Dreams and rationalities. Like most artist, I'm a dreamer.
And my artistry is not the superior type, primarily because it cannot be judged, as the final project is never final and it produces public things over a relative long period of time, over periods longer than building single structures.
So as the true dreamer, my objective is within the dream itself and can only become visible over time. Being a dreamer fortunately does not identify me alone, as all of us are dreamers within this great dream of life itself.
My very occupation is that of creating that dream city, not the one on the hill that politicians prefer to believe in but the one in which we might live, where life might be expressed by our individual and collective souls and sentiments.
The soul is part of this undefinable essence. On the other hand, rationality is definable and has entity and substance. Politicians, whom I've indicated, too are dreamers but they do not dream of the city on the hill nor of the city that I dream of. For their city already exists, finding its reality in a process of political intrigue. It is with substance, no place for souls nor for dreamers who claim that they have souls.
Politicians substitute dreams and souls with another unidentified substance, an invisible individual source of energy, the ego. The ego like any star in the universe seems to have an unending source of energy whose only purpose is to emit energy and light, burning itself out in the long run, but in the case of the politician, the ego emits a sustained rationality.
Therefore, to the politician, he is the only one with the personal substance of rationality. Like soul, like ego, like the dream, these unidentified substances are personal gifts of the politician's nature as well, but inferior are those elements of others that are without the politician's sense of rationality.

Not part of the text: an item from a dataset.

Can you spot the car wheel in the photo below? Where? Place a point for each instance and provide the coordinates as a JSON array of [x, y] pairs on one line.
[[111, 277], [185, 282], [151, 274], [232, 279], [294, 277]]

Therefore he/she is to be studied in our journey to understanding the reality and rationality of the political mind.
The politician as George Santayana describes him “attributes objective validity to his own sentiments. Therefore the turn of events will hang on circumstances other than official intentions.” This seems to be as true of local politicians as it is of national ones.
Then the question of why politicians run for office is better explained not only in their own egos but in what tends to be “the validity of their own sentiments.”